Nick? Or something else. It’s all so goddamn vague.
“Also, be careful with the Order of Parcae.” Ellison continued. “I’m guessing that you’ve figured out that we need them in some capacity, but their management leaves a lot to be desired. You’ve handled them well enough, and I think you’re heading in a good direction—dragging them out into the spotlight with this stunt, not shooting Aaron in the face the first time you saw him, keeping body count to a minimum before you know all the players. Just again, be careful. I’ve never seen this exact scenario, but as you know, they’re not fucking around. The Order turns nasty on a dime.”
“Hastur?” I asked.
Ellison shook his head and pressed his lips together.
“How long has it been?” I finally asked. “Since the first loop?”
Ellison’s voice was tired. “At one point I kept track. Wrote the number down on my journal as soon as I woke up and stared at it until I was confident I’d committed it to memory. But now? I can’t even remember the number I gave up on.”
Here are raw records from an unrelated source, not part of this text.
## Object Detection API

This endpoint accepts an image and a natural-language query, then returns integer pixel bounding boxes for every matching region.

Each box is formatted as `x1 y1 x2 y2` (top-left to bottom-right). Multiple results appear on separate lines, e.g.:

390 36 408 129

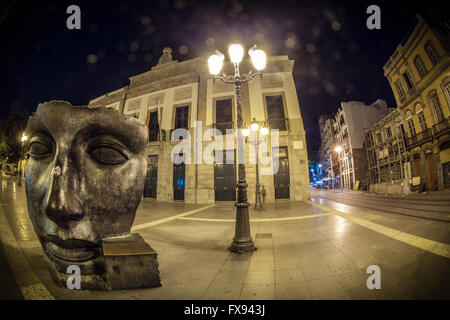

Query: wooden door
425 153 435 191
274 147 290 199
214 150 236 201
The image of Ellison was trying to hold on to—my impression of him as a moody, clever kid who would hopefully brighten up after his teenage years—finally faded away, and I saw him for what he was. A soldier that had been at war for far too long.
I opened my mouth.
“Yes,” Ellison cut me off, and pulled a hand down his brow, contorting his face. “Assuming I survive this, I’ll come to dinner. Might even stay and watch a movie.”
“Great.” In that moment, that was all I wanted.
“Lastly. You’ve got a thirty-second window before this thing grows its head back.” In one smooth motion, Ellison reached down and fired the ballista.